For our body to function, we need to supply it with a variety of nutrients that we get from our diet. However, our bodies can not use the food as it is when it enters our digestive system. The process of chemical digestion uses different proteins and enzymes to break down large molecules into usable nutrients that our cells absorb. Where are the instructions to manufacture these and all types of proteins we need to stay alive? The instructions to make proteins are contained within our DNA.
DNA is a biopolymer that stores the genetic information in the sequence of four nucleic acid bases – adenine (A), thymine (T), cytosine (C), and guanine (G). These bases are strung along with the ribbons of a deoxyribose sugar-phosphate backbone and form a double-helical structure with the help of hydrogen bonding. The above-mentioned proteins and Watson-Crick base pairing properties are well established in the literature. Metal ions such as K+, Na+, and Mg2+ are also responsible for catalyzing the reactions of metabolism and the correct folding of biopolymers (nucleic acids). Generally, the sugar-phosphate backbone carries a negative charge and these charges are partially neutralized by the aforementioned alkali and alkaline earth metals. These metal ions also play a key role in the central dogma of biology (replication, transcription, and translation). However, less attention is given to the inorganic components of a biological cell, which are required for a biopolymer to function.

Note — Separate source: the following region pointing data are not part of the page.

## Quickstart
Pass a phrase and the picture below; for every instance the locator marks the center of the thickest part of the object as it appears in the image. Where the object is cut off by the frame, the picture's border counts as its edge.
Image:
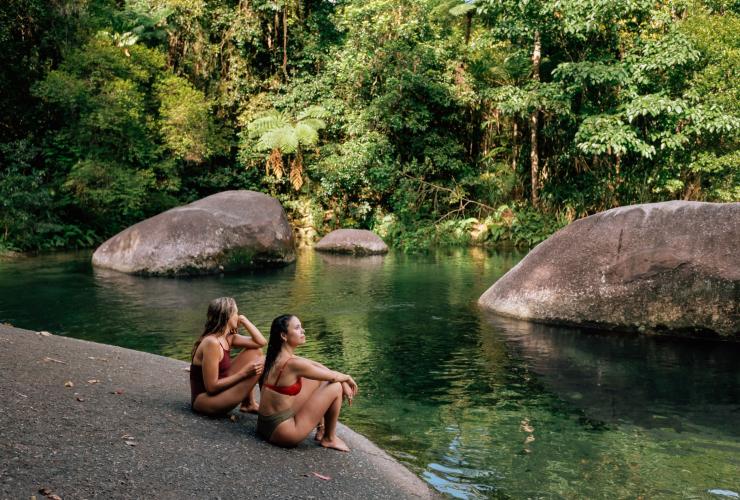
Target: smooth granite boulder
(224, 232)
(353, 241)
(670, 267)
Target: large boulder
(223, 232)
(670, 267)
(352, 241)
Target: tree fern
(280, 135)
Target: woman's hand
(347, 392)
(254, 368)
(352, 385)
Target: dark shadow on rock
(650, 381)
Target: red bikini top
(288, 390)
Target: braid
(278, 327)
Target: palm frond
(462, 9)
(314, 123)
(283, 138)
(313, 112)
(296, 172)
(266, 122)
(306, 135)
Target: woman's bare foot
(336, 443)
(319, 433)
(249, 408)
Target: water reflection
(617, 377)
(478, 405)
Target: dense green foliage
(436, 120)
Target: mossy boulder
(670, 267)
(227, 231)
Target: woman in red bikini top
(218, 383)
(299, 394)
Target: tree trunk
(285, 41)
(534, 156)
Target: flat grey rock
(671, 267)
(125, 430)
(224, 232)
(352, 241)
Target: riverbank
(81, 419)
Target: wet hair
(219, 313)
(278, 327)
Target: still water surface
(478, 406)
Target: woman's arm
(211, 359)
(256, 341)
(302, 367)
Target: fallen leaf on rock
(525, 426)
(47, 359)
(49, 494)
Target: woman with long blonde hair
(218, 383)
(298, 394)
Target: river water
(476, 405)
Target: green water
(476, 405)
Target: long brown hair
(278, 327)
(219, 313)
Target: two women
(297, 394)
(218, 383)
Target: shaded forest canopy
(433, 121)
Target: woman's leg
(326, 402)
(249, 403)
(307, 390)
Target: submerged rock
(670, 267)
(352, 241)
(223, 232)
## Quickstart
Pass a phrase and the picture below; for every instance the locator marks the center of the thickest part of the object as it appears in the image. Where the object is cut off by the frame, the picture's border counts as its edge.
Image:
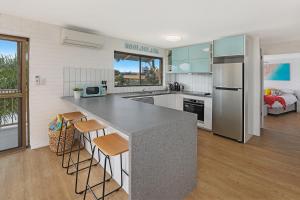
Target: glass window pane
(9, 67)
(135, 70)
(151, 73)
(9, 123)
(127, 69)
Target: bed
(284, 103)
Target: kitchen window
(137, 70)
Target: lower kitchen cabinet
(175, 101)
(168, 100)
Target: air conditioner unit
(81, 39)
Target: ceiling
(148, 21)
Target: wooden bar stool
(84, 127)
(67, 118)
(110, 145)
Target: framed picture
(277, 72)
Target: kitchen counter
(162, 144)
(130, 117)
(163, 92)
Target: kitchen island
(162, 144)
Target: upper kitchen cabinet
(181, 53)
(229, 46)
(199, 51)
(191, 59)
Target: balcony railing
(9, 108)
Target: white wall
(294, 60)
(281, 48)
(47, 59)
(253, 86)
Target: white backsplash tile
(193, 82)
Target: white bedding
(289, 100)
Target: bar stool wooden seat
(67, 118)
(84, 127)
(110, 145)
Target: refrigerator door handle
(226, 88)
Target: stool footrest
(89, 188)
(75, 164)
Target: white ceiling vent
(81, 39)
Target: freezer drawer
(228, 113)
(228, 75)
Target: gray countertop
(163, 92)
(126, 115)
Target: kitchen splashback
(79, 76)
(193, 82)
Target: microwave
(94, 91)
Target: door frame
(24, 78)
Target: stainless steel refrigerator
(228, 100)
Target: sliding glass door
(13, 92)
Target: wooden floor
(267, 168)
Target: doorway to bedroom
(281, 99)
(13, 93)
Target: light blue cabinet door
(181, 53)
(229, 46)
(200, 66)
(182, 66)
(199, 51)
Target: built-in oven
(194, 106)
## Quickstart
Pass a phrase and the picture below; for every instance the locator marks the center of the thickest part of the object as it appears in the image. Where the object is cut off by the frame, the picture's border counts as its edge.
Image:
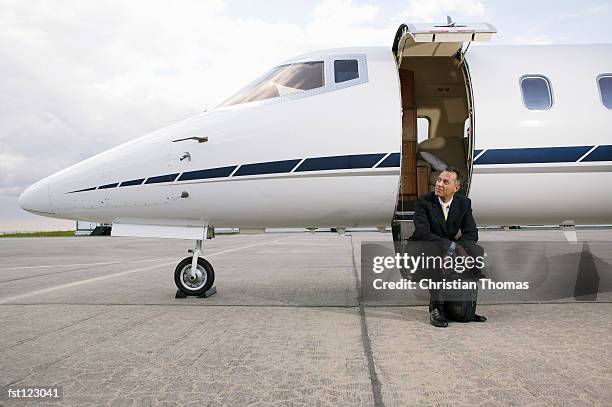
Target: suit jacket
(429, 223)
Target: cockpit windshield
(281, 81)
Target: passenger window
(605, 90)
(536, 93)
(345, 70)
(281, 81)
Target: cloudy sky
(78, 77)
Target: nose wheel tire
(194, 285)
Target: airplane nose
(35, 199)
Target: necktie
(445, 210)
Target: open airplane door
(426, 40)
(445, 100)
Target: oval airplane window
(605, 90)
(536, 92)
(282, 81)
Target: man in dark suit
(438, 218)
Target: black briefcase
(460, 303)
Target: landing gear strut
(194, 275)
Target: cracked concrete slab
(98, 316)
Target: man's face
(446, 185)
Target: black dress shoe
(479, 318)
(437, 319)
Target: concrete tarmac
(97, 315)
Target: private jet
(350, 137)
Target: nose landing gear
(194, 275)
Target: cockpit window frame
(329, 84)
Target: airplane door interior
(435, 84)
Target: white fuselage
(315, 161)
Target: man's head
(449, 182)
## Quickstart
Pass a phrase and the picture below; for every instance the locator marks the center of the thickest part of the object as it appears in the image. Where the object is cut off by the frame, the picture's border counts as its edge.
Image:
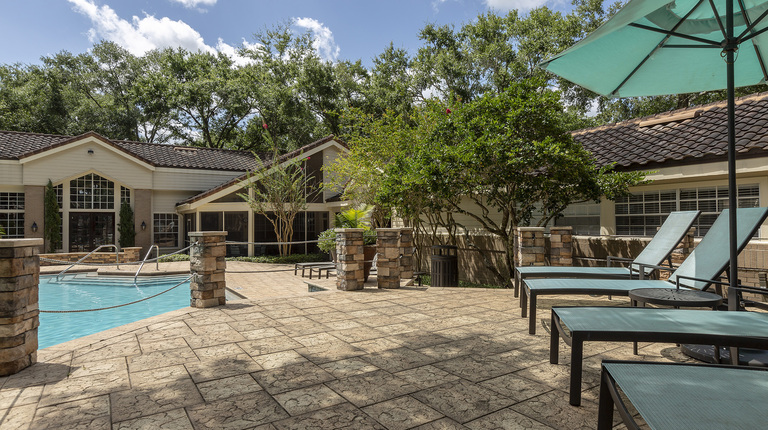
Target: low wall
(588, 251)
(126, 255)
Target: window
(641, 214)
(91, 192)
(125, 195)
(166, 230)
(12, 214)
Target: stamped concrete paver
(423, 358)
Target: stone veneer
(388, 260)
(349, 251)
(561, 246)
(19, 278)
(207, 264)
(530, 249)
(406, 253)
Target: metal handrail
(117, 259)
(157, 260)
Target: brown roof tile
(701, 138)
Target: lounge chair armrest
(612, 258)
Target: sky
(342, 29)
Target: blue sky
(343, 29)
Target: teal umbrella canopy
(658, 47)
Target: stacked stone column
(406, 253)
(388, 260)
(19, 312)
(207, 263)
(561, 249)
(530, 248)
(349, 251)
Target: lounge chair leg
(605, 405)
(577, 357)
(523, 303)
(554, 342)
(532, 314)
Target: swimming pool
(80, 291)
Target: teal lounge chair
(707, 261)
(660, 247)
(683, 396)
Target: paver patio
(426, 358)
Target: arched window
(91, 192)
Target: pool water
(74, 292)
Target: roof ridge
(671, 113)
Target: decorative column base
(350, 275)
(19, 311)
(388, 260)
(208, 265)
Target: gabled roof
(686, 136)
(18, 145)
(304, 149)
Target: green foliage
(52, 223)
(286, 259)
(126, 228)
(327, 240)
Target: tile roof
(686, 136)
(244, 176)
(17, 145)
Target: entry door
(89, 230)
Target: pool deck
(427, 358)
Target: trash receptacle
(445, 266)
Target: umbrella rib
(750, 27)
(680, 35)
(668, 34)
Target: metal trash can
(445, 266)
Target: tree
(277, 189)
(126, 228)
(503, 160)
(52, 223)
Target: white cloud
(522, 5)
(322, 38)
(145, 34)
(195, 3)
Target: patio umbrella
(658, 47)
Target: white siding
(165, 201)
(76, 161)
(10, 173)
(187, 179)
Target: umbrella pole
(733, 276)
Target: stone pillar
(406, 253)
(561, 250)
(207, 263)
(349, 254)
(530, 247)
(19, 277)
(388, 260)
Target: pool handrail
(117, 258)
(157, 260)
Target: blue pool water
(79, 291)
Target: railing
(117, 259)
(157, 260)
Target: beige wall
(34, 211)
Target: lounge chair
(677, 396)
(707, 261)
(659, 248)
(576, 325)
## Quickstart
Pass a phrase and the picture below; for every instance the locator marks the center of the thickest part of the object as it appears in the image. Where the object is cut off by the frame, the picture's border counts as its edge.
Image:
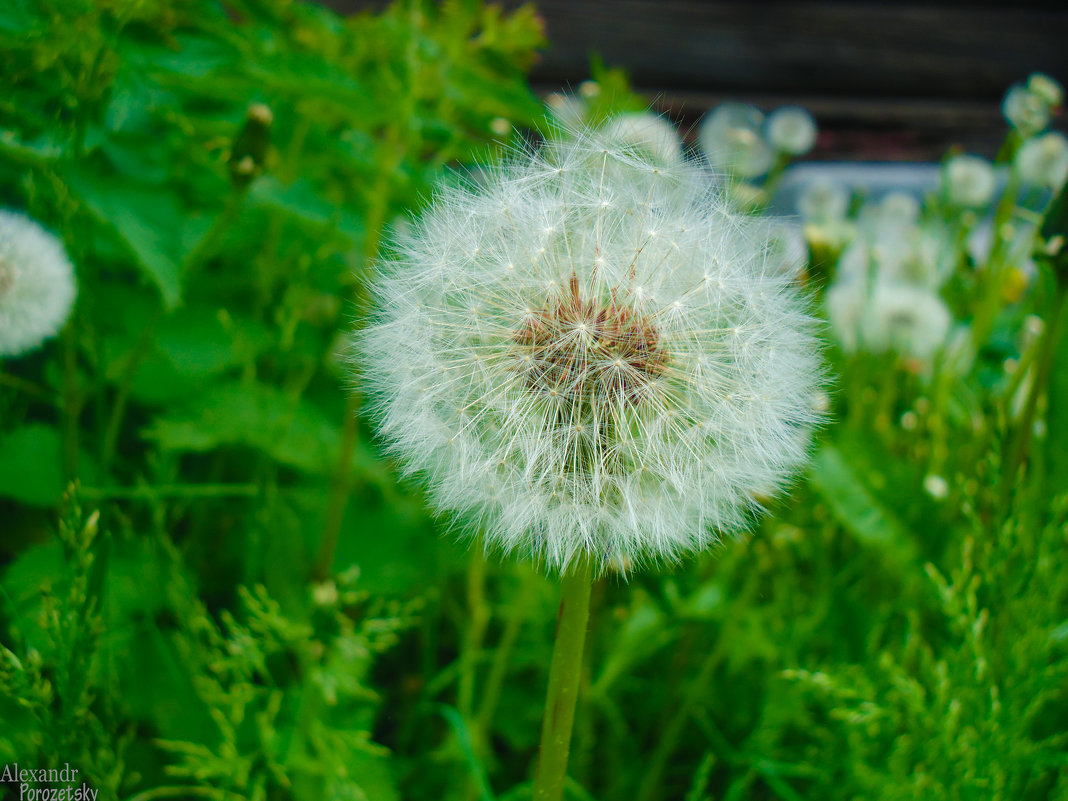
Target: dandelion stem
(564, 674)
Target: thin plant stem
(1020, 442)
(476, 618)
(564, 674)
(673, 732)
(499, 666)
(339, 493)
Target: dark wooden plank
(884, 80)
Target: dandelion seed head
(36, 284)
(633, 394)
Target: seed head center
(589, 351)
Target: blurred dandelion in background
(732, 140)
(36, 284)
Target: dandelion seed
(36, 284)
(626, 408)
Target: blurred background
(895, 81)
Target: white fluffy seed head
(969, 182)
(1042, 161)
(36, 284)
(590, 357)
(649, 132)
(822, 202)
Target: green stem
(476, 619)
(499, 668)
(1020, 443)
(564, 674)
(339, 493)
(673, 732)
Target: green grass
(213, 585)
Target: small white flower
(650, 134)
(907, 318)
(791, 130)
(898, 209)
(36, 284)
(590, 357)
(969, 182)
(1042, 161)
(936, 486)
(500, 126)
(822, 202)
(1046, 89)
(1025, 110)
(731, 139)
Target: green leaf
(1056, 440)
(856, 504)
(154, 224)
(31, 467)
(293, 433)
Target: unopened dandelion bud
(1025, 110)
(249, 154)
(969, 182)
(1046, 89)
(1042, 161)
(590, 359)
(36, 284)
(791, 130)
(732, 141)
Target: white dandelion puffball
(36, 284)
(822, 202)
(907, 318)
(731, 139)
(648, 132)
(590, 357)
(969, 182)
(1042, 161)
(791, 130)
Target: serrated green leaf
(856, 504)
(31, 467)
(157, 229)
(296, 434)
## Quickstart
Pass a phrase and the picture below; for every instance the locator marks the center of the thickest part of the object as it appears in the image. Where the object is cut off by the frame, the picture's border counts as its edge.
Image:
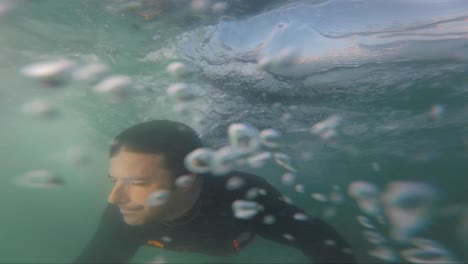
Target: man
(147, 207)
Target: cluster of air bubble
(247, 147)
(58, 73)
(407, 208)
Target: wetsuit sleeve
(315, 238)
(112, 242)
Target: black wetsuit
(211, 228)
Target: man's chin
(132, 222)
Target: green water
(53, 225)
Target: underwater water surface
(368, 98)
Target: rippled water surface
(365, 104)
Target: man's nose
(118, 194)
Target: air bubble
(182, 92)
(288, 178)
(284, 161)
(246, 209)
(234, 183)
(40, 179)
(244, 137)
(199, 160)
(158, 198)
(269, 138)
(184, 181)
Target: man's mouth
(127, 211)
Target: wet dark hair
(174, 140)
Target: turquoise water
(405, 120)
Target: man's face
(135, 177)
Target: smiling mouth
(126, 211)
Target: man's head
(147, 158)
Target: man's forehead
(140, 164)
(138, 157)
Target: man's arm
(112, 242)
(317, 240)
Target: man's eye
(140, 183)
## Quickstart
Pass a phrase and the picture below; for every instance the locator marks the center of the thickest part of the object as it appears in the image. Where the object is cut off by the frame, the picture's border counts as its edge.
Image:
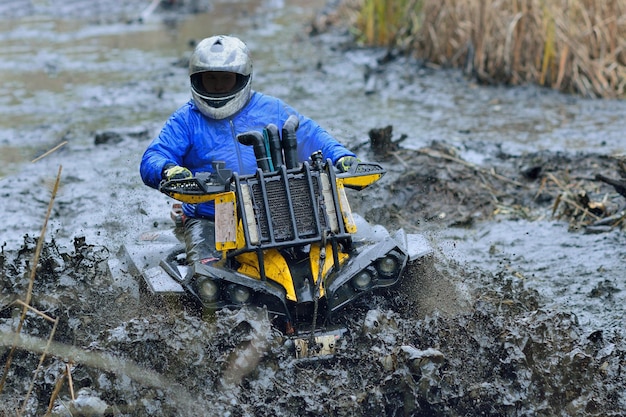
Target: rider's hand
(345, 162)
(176, 172)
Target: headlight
(362, 280)
(387, 267)
(207, 289)
(239, 294)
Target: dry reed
(575, 46)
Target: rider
(205, 129)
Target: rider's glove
(345, 162)
(176, 172)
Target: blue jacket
(191, 140)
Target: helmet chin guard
(221, 54)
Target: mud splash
(516, 317)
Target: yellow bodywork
(358, 182)
(277, 270)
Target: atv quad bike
(289, 243)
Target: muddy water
(69, 74)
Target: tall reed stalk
(576, 46)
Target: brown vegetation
(576, 46)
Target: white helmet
(226, 54)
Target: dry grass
(576, 46)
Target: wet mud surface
(520, 313)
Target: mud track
(459, 340)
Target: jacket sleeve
(312, 138)
(167, 148)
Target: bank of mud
(479, 334)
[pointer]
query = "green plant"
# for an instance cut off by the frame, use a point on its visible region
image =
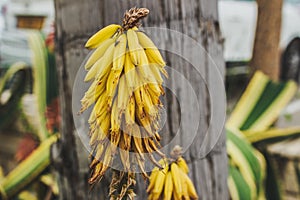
(250, 122)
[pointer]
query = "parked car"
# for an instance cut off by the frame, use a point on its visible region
(238, 24)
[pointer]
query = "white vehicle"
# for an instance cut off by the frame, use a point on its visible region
(238, 24)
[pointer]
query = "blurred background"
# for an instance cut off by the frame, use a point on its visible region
(29, 98)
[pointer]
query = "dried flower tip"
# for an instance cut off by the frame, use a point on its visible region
(132, 17)
(176, 152)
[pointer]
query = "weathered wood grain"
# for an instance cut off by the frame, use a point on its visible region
(77, 20)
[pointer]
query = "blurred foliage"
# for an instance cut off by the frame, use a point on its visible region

Metal mediated base pairs form by replacing the hydrogen bonds between complementary nucleobases in DNA with coordinate bonds formed by the metals, especially transition metals. Coordinate bonds have more strength than the H-bonds and transition metals readily form coordinate bonds with nucleobases. Due to this DNA duplexes possessing metal-mediated base pairs show higher thermal stability than the natural H-bonded DNAs.
Covalent bonds are even stronger than the coordinate and hydrogen bonds. What if one or more H-bonds or coordinate bonds are replaced with covalent bonds in the respective duplexes? The duplex stability will definitely increase. With this idea, covalently mercurated oligonucleotides were synthesized and examined for their duplex stability. In almost all the cases, greater duplex stability was observed. This idea was extended further to recognize sulfur-modified nucleosides. Sulfur modifications have been frequently discovered on transfer RNAs (tRNAs). These modifications play an important role and are found in all types of organisms. Given the high affinity of mercury and sulfur, one can expect greater duplex stability. When covalently mercurated nucleobases are placed opposite to the sulfur-containing nucleobases extremely higher thermal duplex stability have been observed.
Oligonucleotide therapeutics has emerged as a promising field in recent years. The antisense oligonucleotides (also known as ASOs or AONs) are small molecules that can be used to either inhibit or alter the protein synthesis. However, the delivery of the ASOs to disease sites and across cell membranes is still a major challenge for gene regulation therapies (antisense DNA and siRNA). So far various ASOs delivery strategies are reported. Among them, spherical nucleic acids (SNA)−Nano Particle (NP) conjugates is one of the effective strategies focused on by the bioorganic chemistry group at the University of Turku. These SNA-NP conjugates have many advantages as they are specific for intracellular applications and have high binding coefficients for complementary DNA and RNA. In addition, the advantages are nuclease resistance, no observed toxicity, and highly effective gene- regulating capabilities. We have recently started a new research project to adsorb covalently metallated oligonucleotides on the surface of the different types of nanoparticles. These adsorbed oligonucleotides will be evaluated for the intracellular delivery and sensing of different sequences in the new cell lab recently set up in the chemistry department.